E – coincidenza ben singolare – morirono “affogati” anche suo fratello, don Mario Bisaglia (1992) e il suo segretario particolare Gino Mazzolaio (1993).
Data la natura informale del documento di Lagorio e le caratteristiche “fisiche” di quegli appunti – che appaiono come cartelle scritte in modo molto fitto – si attende una loro trascrizione completa, per comprenderne esattamente la portata, anche ai fini dei prossimi appuntamenti in tribunale (appello di Paolo Bellini e cassazione di Gilberto Cavallini).
La foto novità
La seconda novità, invece, ha direttamente dignità processuale, facendo parte del documento di appello della difesa di Bellini. Infatti, il gruppo legale presieduto dall’avvocato Antonio Capitella ha depositato una perizia fotografica, in cui si vede chiaramente come la donna fotografata alle spalle del presunto Bellini nel fotogramma che è costato l’ergastolo all’imputato – quello definito la “prova regina” dai magistrati del processo di primo grado – indossa al polso un orologio che indica chiaramente come quello scatto sia stato fatto alle 13.15.

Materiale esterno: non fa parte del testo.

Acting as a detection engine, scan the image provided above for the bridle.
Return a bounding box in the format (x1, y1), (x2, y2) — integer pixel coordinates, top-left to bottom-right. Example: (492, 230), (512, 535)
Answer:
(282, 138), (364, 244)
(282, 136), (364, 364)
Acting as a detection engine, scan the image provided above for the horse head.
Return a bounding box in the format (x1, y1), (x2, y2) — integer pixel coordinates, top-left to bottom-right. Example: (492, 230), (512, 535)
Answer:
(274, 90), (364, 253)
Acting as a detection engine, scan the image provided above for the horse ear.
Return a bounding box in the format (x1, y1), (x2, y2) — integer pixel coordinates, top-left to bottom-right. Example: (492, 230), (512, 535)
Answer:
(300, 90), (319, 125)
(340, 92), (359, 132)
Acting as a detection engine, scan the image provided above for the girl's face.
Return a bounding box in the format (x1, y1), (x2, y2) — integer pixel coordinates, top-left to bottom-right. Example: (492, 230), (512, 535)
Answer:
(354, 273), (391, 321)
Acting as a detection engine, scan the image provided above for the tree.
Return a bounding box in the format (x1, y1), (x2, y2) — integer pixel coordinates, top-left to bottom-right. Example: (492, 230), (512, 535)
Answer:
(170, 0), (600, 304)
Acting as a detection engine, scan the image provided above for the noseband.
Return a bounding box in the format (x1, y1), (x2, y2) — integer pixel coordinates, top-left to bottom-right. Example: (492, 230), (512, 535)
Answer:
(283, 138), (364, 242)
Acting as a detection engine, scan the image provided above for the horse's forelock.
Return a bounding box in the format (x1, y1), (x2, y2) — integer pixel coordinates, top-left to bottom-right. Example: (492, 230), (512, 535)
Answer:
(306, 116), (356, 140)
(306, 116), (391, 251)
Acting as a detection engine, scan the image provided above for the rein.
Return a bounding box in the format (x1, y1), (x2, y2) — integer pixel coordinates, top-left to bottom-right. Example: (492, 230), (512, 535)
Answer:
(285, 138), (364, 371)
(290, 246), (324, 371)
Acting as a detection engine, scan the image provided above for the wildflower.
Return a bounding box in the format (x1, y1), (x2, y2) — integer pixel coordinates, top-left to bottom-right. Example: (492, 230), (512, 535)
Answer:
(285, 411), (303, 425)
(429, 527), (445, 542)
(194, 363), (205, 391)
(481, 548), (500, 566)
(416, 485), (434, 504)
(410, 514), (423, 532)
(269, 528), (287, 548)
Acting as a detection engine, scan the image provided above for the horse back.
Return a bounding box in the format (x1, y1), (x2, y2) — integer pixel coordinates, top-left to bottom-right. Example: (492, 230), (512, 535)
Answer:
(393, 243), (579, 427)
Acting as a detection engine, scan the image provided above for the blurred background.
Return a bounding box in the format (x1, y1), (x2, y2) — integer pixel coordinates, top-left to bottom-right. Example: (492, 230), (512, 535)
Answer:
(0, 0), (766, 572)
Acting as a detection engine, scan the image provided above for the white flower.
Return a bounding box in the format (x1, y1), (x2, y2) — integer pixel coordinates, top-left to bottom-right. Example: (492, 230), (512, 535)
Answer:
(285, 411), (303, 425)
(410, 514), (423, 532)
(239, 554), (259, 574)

Un orario, questo, che rende incompatibile la presenza di Bellini in stazione col tutto il resto della testimonianza della ex-moglie del pregiudicato e anche con le altre evidenze oggettive circa gli spostamenti di Bellini il 2 agosto 1980.
Magistrati sugli specchi?
Ovviamente, è presumibile che Procura e parti civili inventeranno qualsiasi ipotesi alternativa, per giustificare l’incongruenza oraria, a partire da quella, secondo la quale è impossibile sapere oggi se quell’orologio da polso funzionasse bene o no.
Ma si tratterebbe in ogni caso di arrampicate sugli specchi, visto che, in realtà, in tribunale, nessuna prova certa sulla presenza di Bellini alla stazione al momento dell’esplosione era stata deposita dall’accusa, durante il processo; ma, appunto, solo quella foto, in cui l’uomo ritratto assomiglierebbe a Bellini.
A inchiodare Bellini, infatti, è la testimonianza della moglie che, con un tardivo e ben poco credibile “riconoscimento”, ha fatto acquisire a quel fotogramma un valore che le perizie scientifiche si erano rifiutate di assegnargli. Ora, l’ingrandimento di quell’orologio al polso della donna alle spalle di Bellini, frantuma ogni residua credibilità della moglie di Bellini: se l’uomo nella foto è alla stazione di Bologna alle 13.15 del 2 agosto 1980 – sabato di esodo, con tutte le autostrade intasate – non avrebbe mai potuto arrivare in auto alle 14 a Rimini. Con buona pace di chi pretende di costruire le verità storiche sulle assurdità materiali.